Objective: The aim of the present study was to determine which isoform of the cyclooxygenase (COX) enzyme plays a role in the neuronal nitric oxide synthase (nNOS) activation caused by nitroglycerin (NTG), in the most caudal part of the trigeminal caudal nucleus (TNC) of the rat.

Background: Nitric oxide donor, NTG, can trigger migraine attack in migraineurs, but not in healthy persons. In rats, subcutaneous administration of NTG (10 mg/kg) increases significantly the number of nNOS-immunoreactive neurons in the TNC after 4 hours, which could be attenuated by acetyl-salicylate (Aspirin), a nonselective COX-inhibitor.

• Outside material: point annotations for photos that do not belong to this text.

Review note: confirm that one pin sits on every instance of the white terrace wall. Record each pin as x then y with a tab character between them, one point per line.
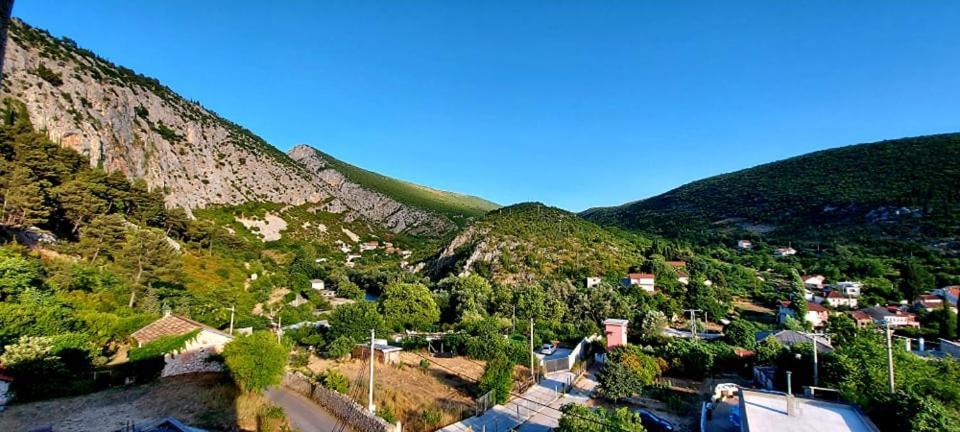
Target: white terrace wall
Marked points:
341	406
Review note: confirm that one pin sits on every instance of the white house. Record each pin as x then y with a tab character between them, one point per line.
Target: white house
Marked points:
644	280
848	288
782	252
193	356
835	299
813	281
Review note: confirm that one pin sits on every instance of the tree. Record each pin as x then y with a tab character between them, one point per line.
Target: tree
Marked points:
103	236
741	333
148	257
354	321
497	377
580	418
409	306
255	361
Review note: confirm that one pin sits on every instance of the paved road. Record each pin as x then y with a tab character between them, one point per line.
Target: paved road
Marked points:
516	411
549	419
304	415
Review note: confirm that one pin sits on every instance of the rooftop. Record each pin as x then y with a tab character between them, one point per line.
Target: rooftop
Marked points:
767	411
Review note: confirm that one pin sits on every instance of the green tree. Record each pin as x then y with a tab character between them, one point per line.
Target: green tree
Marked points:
354	321
409	306
497	377
579	418
255	361
147	257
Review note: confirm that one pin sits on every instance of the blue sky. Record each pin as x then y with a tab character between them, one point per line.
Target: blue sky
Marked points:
575	104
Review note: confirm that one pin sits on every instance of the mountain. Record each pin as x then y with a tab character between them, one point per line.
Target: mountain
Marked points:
531	242
126	122
904	188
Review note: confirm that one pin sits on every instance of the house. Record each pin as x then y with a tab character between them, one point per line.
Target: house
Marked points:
782	252
5	382
385	353
928	302
848	288
816	314
193	356
643	280
891	315
834	299
616	331
813	281
861	319
791	338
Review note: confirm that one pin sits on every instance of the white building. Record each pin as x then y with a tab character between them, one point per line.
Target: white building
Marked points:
848	288
644	280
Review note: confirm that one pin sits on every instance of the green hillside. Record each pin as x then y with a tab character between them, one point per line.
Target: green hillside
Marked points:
858	187
458	207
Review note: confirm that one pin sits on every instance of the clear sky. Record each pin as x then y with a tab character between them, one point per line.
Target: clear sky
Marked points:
575	104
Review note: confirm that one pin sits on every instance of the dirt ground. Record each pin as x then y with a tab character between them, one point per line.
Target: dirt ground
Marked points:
409	391
207	401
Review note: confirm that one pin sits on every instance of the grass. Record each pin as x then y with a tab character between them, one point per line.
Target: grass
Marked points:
458	207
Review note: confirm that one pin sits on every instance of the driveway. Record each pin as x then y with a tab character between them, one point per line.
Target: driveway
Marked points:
304	415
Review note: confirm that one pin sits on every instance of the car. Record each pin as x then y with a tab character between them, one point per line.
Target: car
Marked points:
653	423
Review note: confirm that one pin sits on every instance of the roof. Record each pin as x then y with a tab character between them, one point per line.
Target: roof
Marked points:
171	325
791	337
764	411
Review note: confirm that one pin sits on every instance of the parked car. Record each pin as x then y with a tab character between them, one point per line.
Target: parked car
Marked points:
653	423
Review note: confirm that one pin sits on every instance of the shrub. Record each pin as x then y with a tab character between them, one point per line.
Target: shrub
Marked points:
255	361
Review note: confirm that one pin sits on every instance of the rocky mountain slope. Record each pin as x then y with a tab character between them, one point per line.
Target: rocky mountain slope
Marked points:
901	189
133	124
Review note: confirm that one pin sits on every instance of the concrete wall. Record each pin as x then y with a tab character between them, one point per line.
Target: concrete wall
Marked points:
341	406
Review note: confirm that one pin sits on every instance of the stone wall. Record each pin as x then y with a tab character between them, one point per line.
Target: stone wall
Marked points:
341	406
191	361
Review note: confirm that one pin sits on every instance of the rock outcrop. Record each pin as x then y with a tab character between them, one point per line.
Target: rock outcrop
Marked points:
133	124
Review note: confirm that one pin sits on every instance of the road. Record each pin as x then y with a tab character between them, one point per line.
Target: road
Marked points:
304	415
549	419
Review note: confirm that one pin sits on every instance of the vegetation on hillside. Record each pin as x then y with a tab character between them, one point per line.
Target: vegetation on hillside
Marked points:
458	207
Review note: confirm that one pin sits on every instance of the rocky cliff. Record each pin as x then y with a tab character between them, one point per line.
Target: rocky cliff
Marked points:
127	122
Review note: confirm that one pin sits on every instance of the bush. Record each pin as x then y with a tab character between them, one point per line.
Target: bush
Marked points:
255	361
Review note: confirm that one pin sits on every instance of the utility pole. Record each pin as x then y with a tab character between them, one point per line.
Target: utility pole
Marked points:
372	360
816	366
532	355
889	335
233	310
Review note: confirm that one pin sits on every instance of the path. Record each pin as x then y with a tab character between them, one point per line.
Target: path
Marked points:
549	418
304	415
516	411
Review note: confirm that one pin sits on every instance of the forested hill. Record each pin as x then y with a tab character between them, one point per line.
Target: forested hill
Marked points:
903	187
125	122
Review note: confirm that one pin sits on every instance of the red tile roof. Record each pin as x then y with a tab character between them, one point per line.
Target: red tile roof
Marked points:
170	325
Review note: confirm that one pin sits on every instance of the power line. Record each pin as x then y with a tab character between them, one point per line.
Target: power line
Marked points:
521	397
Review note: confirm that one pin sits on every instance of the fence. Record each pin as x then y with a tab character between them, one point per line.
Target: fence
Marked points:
341	406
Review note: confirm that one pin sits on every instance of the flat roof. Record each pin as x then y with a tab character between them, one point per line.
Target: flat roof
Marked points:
767	411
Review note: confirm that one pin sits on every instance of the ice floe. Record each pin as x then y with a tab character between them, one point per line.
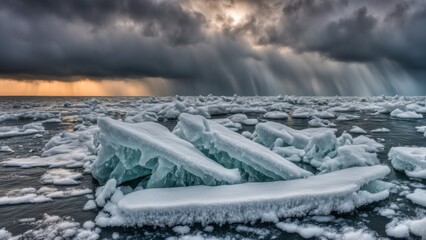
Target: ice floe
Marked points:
318	122
405	115
319	147
380	130
340	191
403	228
418	196
28	129
358	130
275	115
64	150
149	150
61	177
6	149
411	160
230	149
55	227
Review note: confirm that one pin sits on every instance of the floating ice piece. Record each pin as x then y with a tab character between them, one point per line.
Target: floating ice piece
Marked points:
28	129
29	115
416	108
6	149
303	113
60	177
318	122
238	118
64	150
324	114
347	117
25	195
256	162
55	227
380	130
411	160
369	144
324	153
149	150
358	130
268	132
418	196
405	115
402	229
340	191
144	116
318	232
234	126
250	121
275	115
391	106
421	129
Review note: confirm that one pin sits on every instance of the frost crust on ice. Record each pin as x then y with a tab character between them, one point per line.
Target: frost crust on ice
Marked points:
319	146
411	160
230	149
28	129
340	191
150	151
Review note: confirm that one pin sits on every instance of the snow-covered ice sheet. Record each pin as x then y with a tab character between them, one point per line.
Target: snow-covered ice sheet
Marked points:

Methods: SPRD rats were divided into 3 groups: (1) control group (no drug administration), (2) NS398 (selective COX-2 inhibitor) administration (1, 3, or 5 mg/kg), and (3) SC560 (selective COX-1 inhibitor) administration (1, 5, or 10 mg/kg). Thirty minutes after drug administration, the animals received NTG (10 mg/kg) or placebo injection. Four hours later the animals were transcardially perfused and the cervical part of the TNC was removed for immunohistochemistry. Results.-The selective COX-2 inhibitor NS398 in contrast to the selective COX-1 inhibitor SC560 attenuates the NTG-induced nNOS expression dose-dependently.

Conclusion: These findings suggest that metabolites deriving from COX-2 (but not COX-1) may be the most important factors in the NTG-induced nNOS expression. These data could help to better understand the pathogenesis of headaches and the action of antimigraine drugs.